Die schwächelnde FDP will auf einem Parteitag ihr Profil schärfen. Steuert sie auf ein Ende der Ampel-Koalition zu? Bei den Koalitionspartnern mahnt man, es nicht zu übertreiben.

Vor dem FDP-Parteitag hat die SPD-Vorsitzende Saskia Esken die Gemeinsamkeiten des Koalitionsprojekts beschworen und die Freidemokraten davor gewarnt, Zweifel am Zusammenhalt zu nähren. „Angesichts der gegenwärtigen internationalen Krisen widerspräche es staatspolitischer Verantwortung, die deutsche Position zu schwächen, indem man die Koalition infrage stellt“, sagte Esken dem Redaktionsnetzwerk Deutschland (RND/Samstag).

Sie fügte hinzu: „Wir haben noch einiges gemeinsam vor. Und man darf bei allen Differenzen nicht vergessen: Vieles wird ohne jeden Streit – beschlossen und umgesetzt.“ Die SPD-Chefin verwies auf die Gründungsidee des Ampel-Bündnisses: „Wir haben diese Koalition mit viel Mut geschlossen – und auch aus staatspolitischer Verantwortung. Die Idee war, dass sehr unterschiedliche Partner das Land genau dadurch voranbringen können, dass sie ihre unterschiedlichen Ideen zusammenfügen.“

Was die FDP auf dem Parteitag vorhat

Die FDP bestimmt am Wochenende auf einem Parteitag in Berlin ihre weiteren Ziele in der Regierungskoalition mit SPD und Grünen. In einem Leitantrag wird die Forderung nach einer „Wirtschaftswende“ in Deutschland und Priorität für Wachstum bekräftigt. „Unser Land ist derzeit nicht wettbewerbsfähig“, heißt es darin. „Die Wirtschaft stagniert wie in keinem anderen Industrieland. Ausufernde Bürokratie, hohe Energiepreise, ein hohes Steuer- und Abgabenniveau sowie akuter Fachkräftemangel bremsen die deutsche Wirtschaft erheblich aus.“ 

Gleichzeitig belaste „ein übergroßer Sozialhaushalt die finanziellen Möglichkeiten von Staat und Gesellschaft“. Mit Vorschlägen zur Wirtschaftsbelebung durch Steuerentlastungen und Verschärfungen bei Sozialleistungen hatte die FDP bereits vor dem Delegiertentreffen vor allem die SPD gegen sich aufgebracht – und Spekulationen angeheizt, ob die Koalition wegen sehr unterschiedlichen Positionen von SPD, Grünen und FDP durchhält.

Was heute geplant ist

Heute wird der FDP-Vorsitzende und Bundesfinanzminister Christian Lindner seiner Partei einen Rechenschaftsbericht abgeben und die Tonart setzen. Nachmittags wird die FDP-Spitzenkandidatin zur Europawahl, Marie-Agnes Strack-Zimmermann, sprechen. Bis Sonntag sollen zahlreiche Anträge verabschiedet werden.
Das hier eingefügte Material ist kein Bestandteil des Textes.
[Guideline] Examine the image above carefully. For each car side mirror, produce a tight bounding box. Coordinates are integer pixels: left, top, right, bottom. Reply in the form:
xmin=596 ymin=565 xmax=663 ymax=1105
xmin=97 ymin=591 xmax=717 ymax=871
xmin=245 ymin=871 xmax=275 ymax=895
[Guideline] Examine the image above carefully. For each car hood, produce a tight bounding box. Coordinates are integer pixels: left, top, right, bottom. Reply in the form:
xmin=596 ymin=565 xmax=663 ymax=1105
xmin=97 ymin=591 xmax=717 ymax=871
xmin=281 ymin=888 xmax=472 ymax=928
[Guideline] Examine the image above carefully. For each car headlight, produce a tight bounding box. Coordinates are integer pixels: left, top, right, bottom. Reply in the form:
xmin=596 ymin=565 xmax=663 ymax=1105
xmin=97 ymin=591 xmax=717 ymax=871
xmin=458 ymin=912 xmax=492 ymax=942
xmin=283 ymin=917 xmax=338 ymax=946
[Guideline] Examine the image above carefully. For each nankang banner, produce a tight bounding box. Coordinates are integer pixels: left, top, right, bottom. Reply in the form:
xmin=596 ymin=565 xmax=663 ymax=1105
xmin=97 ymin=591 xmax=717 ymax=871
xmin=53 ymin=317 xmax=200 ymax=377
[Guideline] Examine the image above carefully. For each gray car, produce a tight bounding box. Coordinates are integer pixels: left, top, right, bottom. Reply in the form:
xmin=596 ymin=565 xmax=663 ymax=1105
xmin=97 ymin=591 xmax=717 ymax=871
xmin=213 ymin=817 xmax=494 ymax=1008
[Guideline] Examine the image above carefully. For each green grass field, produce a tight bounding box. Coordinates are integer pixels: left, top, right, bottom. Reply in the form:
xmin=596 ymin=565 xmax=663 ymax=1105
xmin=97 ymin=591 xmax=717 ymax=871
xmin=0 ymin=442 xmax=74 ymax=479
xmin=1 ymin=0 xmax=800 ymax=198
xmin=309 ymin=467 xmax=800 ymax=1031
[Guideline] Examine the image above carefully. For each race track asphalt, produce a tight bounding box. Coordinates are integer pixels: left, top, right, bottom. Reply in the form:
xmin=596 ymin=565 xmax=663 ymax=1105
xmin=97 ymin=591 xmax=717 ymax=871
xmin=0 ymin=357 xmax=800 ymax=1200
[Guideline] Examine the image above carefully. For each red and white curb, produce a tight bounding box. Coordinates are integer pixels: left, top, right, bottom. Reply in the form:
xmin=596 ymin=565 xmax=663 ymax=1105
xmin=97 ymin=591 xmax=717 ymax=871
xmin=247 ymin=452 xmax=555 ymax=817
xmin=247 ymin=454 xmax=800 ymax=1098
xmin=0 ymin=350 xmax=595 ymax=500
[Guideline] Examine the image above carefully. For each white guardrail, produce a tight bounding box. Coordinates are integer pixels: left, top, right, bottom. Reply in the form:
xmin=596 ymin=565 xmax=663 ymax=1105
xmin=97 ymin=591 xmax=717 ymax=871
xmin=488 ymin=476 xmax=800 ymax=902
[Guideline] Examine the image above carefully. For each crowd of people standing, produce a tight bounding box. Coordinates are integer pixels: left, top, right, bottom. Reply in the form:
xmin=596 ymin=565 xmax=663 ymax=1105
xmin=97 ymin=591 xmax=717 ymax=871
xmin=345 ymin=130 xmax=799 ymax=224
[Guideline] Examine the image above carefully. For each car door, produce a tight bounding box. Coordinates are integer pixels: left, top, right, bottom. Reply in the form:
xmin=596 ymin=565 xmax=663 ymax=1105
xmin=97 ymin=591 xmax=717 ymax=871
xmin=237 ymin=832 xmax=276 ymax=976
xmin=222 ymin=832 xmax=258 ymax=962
Was noch hochkochen könnte

Auf dem Parteitag will der Vizevorsitzende Johannes Vogel einen weiteren Schwelbrand der Koalition anheizen: mit der Forderung nach Überarbeitung des Rentenpakets, mit dem die Regierung eine Aktienrente einführen und das Rentenniveau stabil halten will. Der Koalitionsvertrag sehe vor, dass die sogenannte Haltelinie für das Rentenniveau „generationengerecht abgesichert sein muss“, erklärte er. „Ich beantrage daher auf dem Parteitag, dass wir Korrekturen einfordern.“ 

Arbeitsminister Hubertus Heil (SPD) und Finanzminister Christian Lindner (FDP) hatten das sogenannte Rentenpaket II Anfang März vorgestellt. Vogel möchte den geplanten Aufbau eines Kapitalstocks auf dem Aktienmarkt in Richtung einer echten Aktienrente nach schwedischem Vorbild forcieren. Er stellte zudem die sogenannte Rente mit 63 infrage. Seinen Vorstoß hatte er bereits Ende März vorgebracht und bei der SPD Kritik geerntet.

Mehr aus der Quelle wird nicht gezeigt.